Just going from the last one I read for DGraph, it did extremely well. Pretty sure etcd did well.
They always have bugs somewhere, but there are huge differences between bugs that show up for very specific, niche cases, and normal "I wrote to the db and it dropped it".
"We found five safety issues in version 1.1.1—some known to Dgraph already—including reads observing transient null values, logical state corruption, and the loss of large windows of acknowledged inserts."
Loss of large windows of acknowledged inserts. Durability is hard.
As staticassertion is mentioning, some of the violations that were found were only around tablet moves, which happen only in certain cluster sizes and quite infrequently. Of course, Jepsen triggers those moves left-right-and-center to evoke some of those failure conditions; but that's not how tablet moves are supposed to work in real world conditions. This is different from other edge cases like process crashes, or machine failures, network partitions, clock skews, etc., which can and do happen. In those cases, Jepsen didn't find any violations.
We were planning to look into those tablet move issues and get them fixed up (shouldn't be that hard), but honestly, the chances of our users encountering them is so low that we de-prioritized that work over some of the other launches that we are doing.
But, we'll fix those up in the next few months, once we have more bandwidth.
I don't really feel like playing the quotes game... but, sure.
"All of the issues we found had to do with tablet migrations"
"ndeed, the work Dgraph has undertaken in the last 18 months has dramatically improved safety.
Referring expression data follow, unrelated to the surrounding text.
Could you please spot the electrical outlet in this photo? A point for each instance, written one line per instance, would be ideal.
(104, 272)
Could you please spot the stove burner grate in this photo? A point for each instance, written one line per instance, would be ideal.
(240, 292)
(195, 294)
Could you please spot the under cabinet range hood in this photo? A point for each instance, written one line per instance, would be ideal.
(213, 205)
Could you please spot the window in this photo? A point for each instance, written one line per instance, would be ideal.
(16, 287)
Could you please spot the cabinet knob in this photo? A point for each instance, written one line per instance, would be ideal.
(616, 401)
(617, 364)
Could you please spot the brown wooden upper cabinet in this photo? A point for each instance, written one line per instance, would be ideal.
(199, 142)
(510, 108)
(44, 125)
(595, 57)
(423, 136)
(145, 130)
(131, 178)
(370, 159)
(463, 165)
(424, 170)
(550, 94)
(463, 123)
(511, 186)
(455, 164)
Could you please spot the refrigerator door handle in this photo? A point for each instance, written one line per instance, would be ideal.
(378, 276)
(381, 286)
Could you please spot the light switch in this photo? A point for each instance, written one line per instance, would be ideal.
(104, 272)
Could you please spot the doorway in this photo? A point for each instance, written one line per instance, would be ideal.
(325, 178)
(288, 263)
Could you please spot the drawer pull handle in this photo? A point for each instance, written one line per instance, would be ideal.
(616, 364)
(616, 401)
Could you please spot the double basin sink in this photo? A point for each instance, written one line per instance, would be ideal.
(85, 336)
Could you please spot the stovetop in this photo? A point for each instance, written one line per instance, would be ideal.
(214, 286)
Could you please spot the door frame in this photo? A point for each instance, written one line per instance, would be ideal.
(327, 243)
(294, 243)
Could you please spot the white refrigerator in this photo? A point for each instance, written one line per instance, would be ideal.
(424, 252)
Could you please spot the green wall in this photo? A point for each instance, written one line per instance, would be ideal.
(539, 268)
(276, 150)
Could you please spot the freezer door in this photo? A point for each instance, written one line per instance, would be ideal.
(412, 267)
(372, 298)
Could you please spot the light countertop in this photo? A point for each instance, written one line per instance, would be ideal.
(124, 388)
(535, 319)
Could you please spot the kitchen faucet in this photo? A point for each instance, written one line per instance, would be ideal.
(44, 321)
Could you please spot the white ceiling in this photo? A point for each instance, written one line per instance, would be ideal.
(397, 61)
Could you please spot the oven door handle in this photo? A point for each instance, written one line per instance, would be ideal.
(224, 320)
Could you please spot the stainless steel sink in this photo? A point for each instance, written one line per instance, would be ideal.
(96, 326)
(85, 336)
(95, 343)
In 1.0.2, Jepsen tests routinely observed safety issues even in healthy clusters. In 1.1.1, tests with healthy clusters, clock skew, process kills, and network partitions all passed. Only tablet moves appeared susceptible to safety problems."
No one is here to claim that anyone is getting through any kind of rigorous testing without bugs found. But there is a huge difference between "My extremely common write path + a partition = dropped transactional writes" and "Under very specific circumstances, with worst case testing, multiple partitions, and the db in a specific state, we drop writes".
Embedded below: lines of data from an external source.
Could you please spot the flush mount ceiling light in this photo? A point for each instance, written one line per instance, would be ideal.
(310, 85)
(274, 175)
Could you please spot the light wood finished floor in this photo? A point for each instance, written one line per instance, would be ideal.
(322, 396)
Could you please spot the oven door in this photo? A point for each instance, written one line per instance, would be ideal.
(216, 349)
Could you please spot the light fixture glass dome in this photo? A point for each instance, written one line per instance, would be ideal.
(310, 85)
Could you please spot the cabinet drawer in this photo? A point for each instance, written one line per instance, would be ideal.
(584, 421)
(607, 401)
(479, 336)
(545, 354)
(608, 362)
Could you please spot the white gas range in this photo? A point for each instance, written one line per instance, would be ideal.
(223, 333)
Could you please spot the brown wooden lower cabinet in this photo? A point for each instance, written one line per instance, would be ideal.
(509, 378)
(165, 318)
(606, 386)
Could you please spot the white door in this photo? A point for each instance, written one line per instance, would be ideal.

There is an ocean between, say, mongodb's test results, and Dgraph's.
"If you use Redis as a queue, it can drop enqueued items. However, it can also re-enqueue items which were removed. "
"f you use Redis as a database, be prepared for clients to disagree about the state of the system. Batch operations will still be atomic (I think), but you’ll have no inter-write linearizability, which almost all applications implicitly rely on."
"Because Redis does not have a consensus protocol for writes, it can’t be CP. Because it relies on quorums to promote secondaries, it can’t be AP. What it can be is fast, and that’s an excellent property for a weakly consistent best-effort service, like a cache."
Again, Redis is a very different type of database, so expectations should be aligned. Further, this test is quite old.
But that's a huge difference from DGraph's results.
Basically, saying "Well no one does well on Jepsen" isn't really true. Lots of databases do well, but you have to adjust your definition of "do well".
I understand your defensiveness, but please understand that because of your massive experience with Redis, either you have never lost data with Redis, which means that nobody besides you understands how to run your software in production, or you have lost data with Redis, which means that it's somewhat hypocritical of you to insist that Redis is durable.